Низовой ветер давил с моря наискось реки, круто раскачивал гремящие волны. Латунные гребешки, шипя, искрились в лунном свете. И хоть бревна, защищавшие берег, были врыты дедом вплотную, одно к одному скреплены скобами, волны вышибали их звеньями. В прогал занесло плоскодонку, тыкало носом в берег, и он отваливался, как разопревший творог. Рухнула, выворачивая корни, старая ветла. Бревна далеко не унесло — забило под нависшие над водой вязи и ветлы. Выловил с десяток.
В затишке за ветлами он отжал мокрые брюки, притулился. Ветер всегда был по душе ему, как попутный птицам дальних перелетов, и он креп телом и духом.
Прыгнул на колени котенок, полез под полу пиджака, мурлыча.
В томительной круговерти Истягин заплутался, не всегда уж различая голую быль от сильно переработанной воображением. Не только отношения с Филоновой, но и всю его жизнь (с тех пор как стал помнить себя) воображение перетасовывало, переплавляло, пересоздавало заново с такими противоречиями и неувязками, что ставило в неразрешимый тупик не только Серафиму, исполнителей ее спасательных шагов по отношению к Истягину, но больше всего самого Истягина. Невпроворот тесно перенаселили душу его разноликие Антоны Истягины. По законам полнейшей несовместимости они подымали такую междоусобицу, что «у души подгибались ноги, темнело в глазах» — вот-вот и рухнет, расползется по всем швам.

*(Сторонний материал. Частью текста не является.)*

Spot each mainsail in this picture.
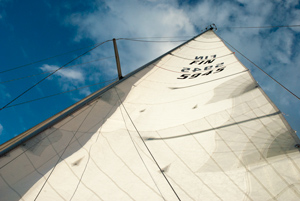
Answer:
[0,30,300,201]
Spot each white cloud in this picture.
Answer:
[63,0,300,133]
[40,64,85,91]
[40,64,84,82]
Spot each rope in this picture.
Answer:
[118,38,186,43]
[0,56,113,84]
[115,89,181,200]
[219,34,300,100]
[34,103,96,200]
[221,24,300,29]
[117,92,166,200]
[0,44,106,74]
[4,79,118,109]
[0,40,111,111]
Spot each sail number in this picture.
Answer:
[177,62,226,79]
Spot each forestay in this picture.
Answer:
[0,30,300,201]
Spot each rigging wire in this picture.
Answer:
[115,94,166,200]
[34,103,96,200]
[0,43,106,74]
[0,56,114,84]
[119,38,186,43]
[0,40,111,111]
[115,89,181,200]
[219,35,300,100]
[224,24,300,29]
[1,78,118,108]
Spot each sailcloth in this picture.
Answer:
[0,30,300,201]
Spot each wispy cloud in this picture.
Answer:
[40,64,85,90]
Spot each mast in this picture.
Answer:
[113,38,123,80]
[0,30,300,200]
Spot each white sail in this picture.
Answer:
[0,30,300,201]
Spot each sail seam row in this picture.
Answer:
[34,104,96,200]
[115,93,166,200]
[219,36,300,100]
[115,88,181,200]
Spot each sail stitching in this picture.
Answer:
[224,110,289,199]
[115,88,181,200]
[156,130,222,200]
[115,93,166,200]
[184,124,252,200]
[219,36,300,100]
[34,104,96,200]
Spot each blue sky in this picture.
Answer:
[0,0,300,144]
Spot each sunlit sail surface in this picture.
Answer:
[0,30,300,200]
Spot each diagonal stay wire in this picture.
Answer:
[118,38,186,43]
[0,44,106,74]
[0,40,111,111]
[34,101,96,200]
[219,36,300,100]
[0,56,114,84]
[4,78,118,109]
[115,89,181,201]
[223,24,300,29]
[117,92,166,200]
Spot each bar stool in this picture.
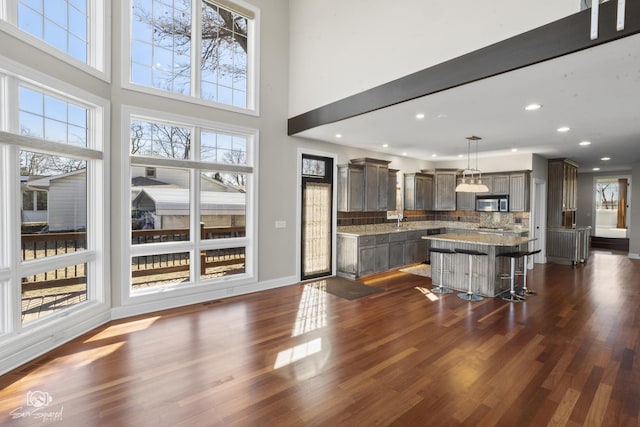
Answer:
[456,249,489,301]
[517,249,542,295]
[429,248,456,294]
[496,251,526,302]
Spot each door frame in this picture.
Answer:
[296,148,338,280]
[529,178,547,268]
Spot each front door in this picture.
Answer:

«Плохая и запоздалая сообразительность у меня: понимать и ценить начинаю только то и только тогда, когда все это уже потеряно». После смерти Ляли открылись глаза на нее, и он понял, что без нее жить неохота. Живые закрывают глаза мертвым, а мертвые открывают глаза живым.
Он успокаивал себя тем, что обесценивал и унижал свое душевное состояние: все это — глухие импульсы где-то на задворках души. Просто уморился от ненужной осведомленности. Хотя что ж, еще тысячу лет назад Багрянородный жаловался на избыток информации. А что бы он сказал, если бы фанатики-христиане не сожгли Александрийскую библиотеку, походя убив ее хранительницу, ученую гречанку? Научно-техническая революция ошарашивает? Но изобретение колеса разве не удивило человека? Не внешние громы, а сами люди удивляются себе: одни — до глубокой задумчивости, до испуга, другие — до бесстыжести и нахальства цивилизованного. В самом человеке бури посильнее магнитных бурь планеты. Нет, брат, в жизни никогда не было избытков, и цивилизации гибли по законам самоисчерпаемости и усталости народов. Человек родится на полное самоисчерпание, как и народы. Люди докапывались до тайн, жизнь ответила на их хлопоты обилием сведений. Может быть, в обыкновенном булыжнике хранится необычайная мощь энергии. Мир — энергия. Человек — энергия.